Ao saltar do táxi, depois de percorrer o muro de tapumes, vejo entre o posto de gasolina e o prédio espelhado da Unimed a pequena rua que me foi indicada. É estreita, quase imperceptível entre tantas construções. “Deve ser aqui”, digo ao pessoal.

São jornalistas que, como eu, trabalharão pelos próximos quatro dias num grande congresso no Riocentro, cerca de 21 quilômetros distante do ponto onde estamos naquele momento.

Assim que dobramos a rua, vem a constatação de que, sim, é ali. No pequeno deck, uma TV transmite imagens para ninguém. Três pequenas balsas estão paradas na margem da lagoa. Numa delas, em troca de um real, atravessaremos até a ilha. A ilha se chama Gigóia.

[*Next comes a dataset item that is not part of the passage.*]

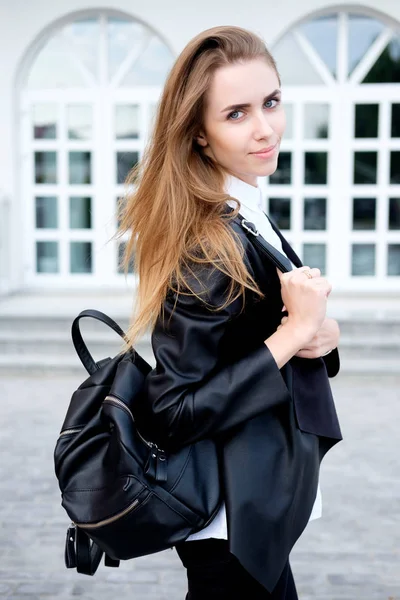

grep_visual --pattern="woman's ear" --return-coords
[194,131,208,148]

Ninguém conhece o Hostel Barra Lake, mas basta dizer que é a pousada do Allan e, de pronto, nos apontam o local. Allan mora na ilha há quarenta anos. Viu a Barra deixar de ser aquele lugar ermo e desabitado que escondia a melhor praia da cidade para se transformar num bairro de autoestradas e condomínios. Viu também a chegada dos shoppings, dos restaurantes, o sumiço dos tatuís. A degradação da lagoa.

Allan é falante, não esconde o prazer de discorrer sobre o lugar, para onde seus pais se mudaram nos anos 1970. “A Gigóia é a maior entre as onze ilhas da região”, diz, sem esconder certo orgulho. “E a mais populosa”. Em rápida pesquisa, descubro que moram no arquipélago da Lagoa de Marapendi cerca de doze mil pessoas. Eu, que vivi na Barra por duas décadas, jamais imaginei que houvesse tanta gente naquela área.

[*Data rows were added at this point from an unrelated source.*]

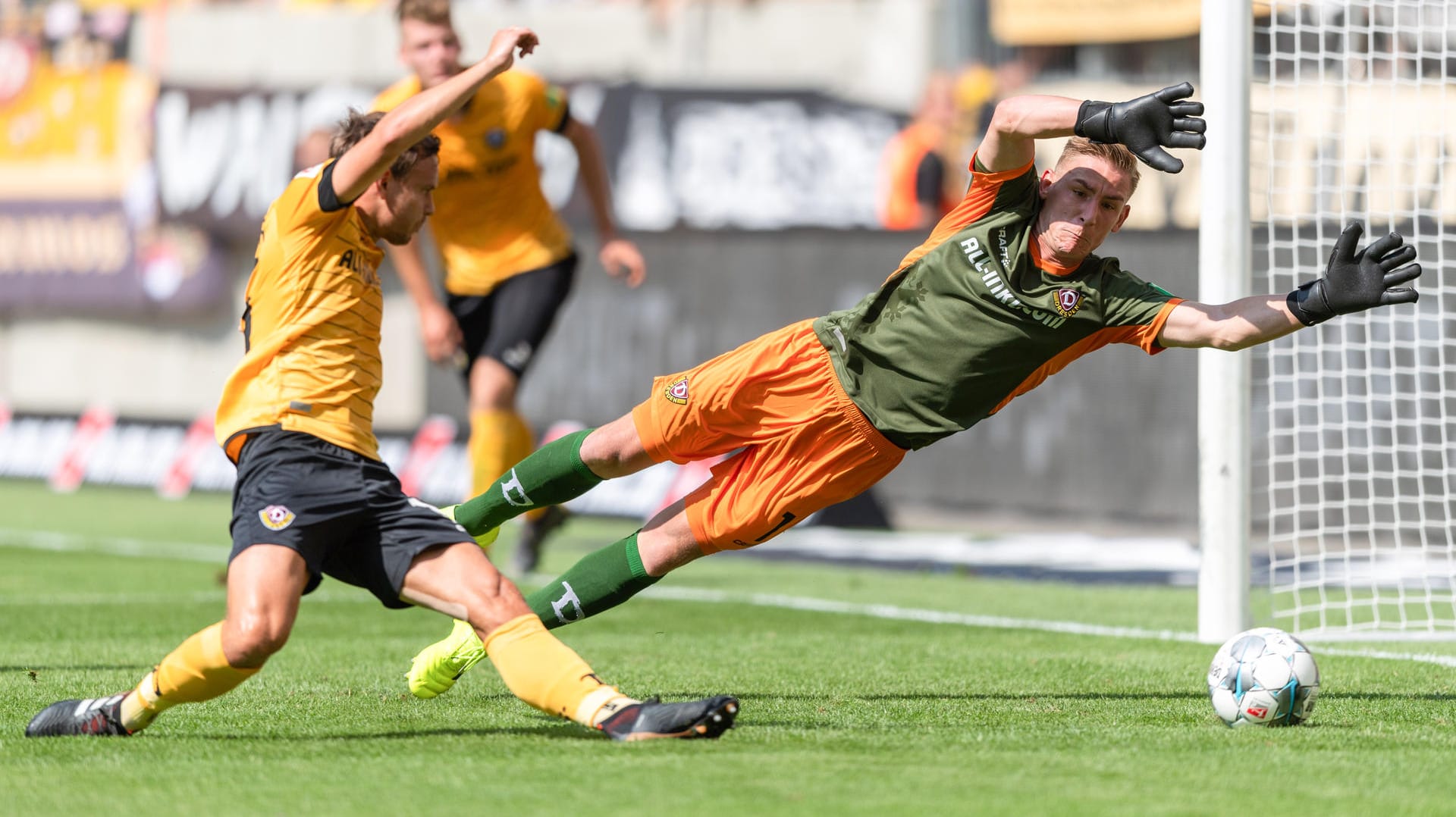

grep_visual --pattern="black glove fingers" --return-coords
[1385,264,1421,288]
[1163,131,1209,150]
[1325,221,1364,259]
[1361,233,1405,261]
[1380,290,1421,306]
[1138,146,1182,174]
[1380,245,1415,272]
[1153,82,1192,103]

Na pousada do Allan, às margens da lagoa, há árvores frutíferas e uma pequena horta. Há silêncio, sobretudo. Se sentamos para ler ou conversar, Lola, a cachorra que zela pela propriedade, aproxima-se em busca de afago ou comida. Vez por outra o vento traz o cheio acre da água. São anos e anos de esgoto, e descaso.

Do lado de fora, ruas de terra batida, casas geminadas, uma mercearia, alguns bares, muita simplicidade. Todos se conhecem. Nós somos os forasteiros, e há cada vez mais forasteiros, a se tirar pela quantidade de pousadas que hoje funcionam na ilha. É possível se ouvir diálogos em castelhano, em inglês. Mas o clima interiorano perdura.

“Lá na cidade”, alguém comenta durante o café da manhã na pousada. “Aqui também é cidade”, Allan interrompe, fazendo troça. Incrível mesmo pensar que, do outro lado da lagoa, a metrópole se dá a ver nos carros que passam em alta velocidade, no burburinho das buzinas, nas obras que prometem o novo. Tão perto, tão longe.